Pluripotent hematopoietic stem cells (HSC) in the marrow differentiate into all of the different circulating blood cells. HSCs commit to the myeloid or lymphoid lineage under the influence of cytokines & growth factors, generating myeloid or lymphoid stem cells. Mature myeloid cells include neutrophils, basophils, eosinophils, and monocytes. Red blood cells (RBC) and platelets are also derived from a common myeloid progenitor but diverge soon thereafter. This process of hematopoiesis is illustrated in the following diagram.

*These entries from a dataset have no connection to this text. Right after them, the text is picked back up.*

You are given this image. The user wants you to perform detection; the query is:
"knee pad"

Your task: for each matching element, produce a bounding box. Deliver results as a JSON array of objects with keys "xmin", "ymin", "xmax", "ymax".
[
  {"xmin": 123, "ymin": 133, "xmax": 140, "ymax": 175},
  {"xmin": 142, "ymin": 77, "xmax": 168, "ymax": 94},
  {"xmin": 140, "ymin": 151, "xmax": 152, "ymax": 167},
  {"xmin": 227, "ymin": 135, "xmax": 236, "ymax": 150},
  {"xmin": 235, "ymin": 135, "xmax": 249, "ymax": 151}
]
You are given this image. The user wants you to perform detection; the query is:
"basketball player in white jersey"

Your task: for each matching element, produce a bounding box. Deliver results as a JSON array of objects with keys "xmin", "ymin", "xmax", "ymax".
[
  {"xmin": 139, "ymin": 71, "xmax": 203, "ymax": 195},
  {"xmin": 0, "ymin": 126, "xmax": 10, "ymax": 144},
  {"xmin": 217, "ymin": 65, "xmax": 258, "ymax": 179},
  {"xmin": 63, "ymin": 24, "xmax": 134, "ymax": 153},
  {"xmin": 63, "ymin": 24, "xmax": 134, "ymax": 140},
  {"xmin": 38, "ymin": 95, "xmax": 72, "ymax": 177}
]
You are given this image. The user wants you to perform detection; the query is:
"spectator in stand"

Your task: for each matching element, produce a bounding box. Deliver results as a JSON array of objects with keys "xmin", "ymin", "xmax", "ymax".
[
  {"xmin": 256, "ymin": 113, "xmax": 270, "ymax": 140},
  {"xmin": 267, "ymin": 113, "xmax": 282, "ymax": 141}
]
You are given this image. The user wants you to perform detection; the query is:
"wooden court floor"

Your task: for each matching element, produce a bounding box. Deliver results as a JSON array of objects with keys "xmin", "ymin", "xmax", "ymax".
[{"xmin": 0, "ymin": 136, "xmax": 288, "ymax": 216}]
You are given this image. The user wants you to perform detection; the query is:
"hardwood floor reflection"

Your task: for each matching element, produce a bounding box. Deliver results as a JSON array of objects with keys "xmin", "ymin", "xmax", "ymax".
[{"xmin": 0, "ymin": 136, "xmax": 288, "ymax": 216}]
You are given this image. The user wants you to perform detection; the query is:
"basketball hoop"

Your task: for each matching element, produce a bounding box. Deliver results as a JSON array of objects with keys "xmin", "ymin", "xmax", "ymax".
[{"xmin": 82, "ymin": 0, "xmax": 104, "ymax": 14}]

Representative photographs of actual differentiating myeloid cells in the neutrophil lineage are shown here.
Note that blasts tend to be large cells with a high nucleus-to-cytoplasm ratio, and they often contain large pale circular areas in the nucleus that represent prominent nucleoli.
Blood Cell Count Terminology
In evaluating blood cells, the following terminology is used to describe variations in cell number. Elevations in cell count are labeled with the suffix "-osis" or "-ilia", e.g., leukocytosis, neutrophilia, lymphocytosis, eosinophilia, or thrombocytosis. Reductions in cell count are labeled with the suffix "-penia", e.g., leukopenia, neutropenia, lymphopenia, or thrombocytopenia. The exceptions to this rule are for the RBC lineage, where an elevation in hemoglobin or hematocrit leading to an increased red cell mass is termed "polycythemia", while a reduction in hemoglobin is termed "anemia.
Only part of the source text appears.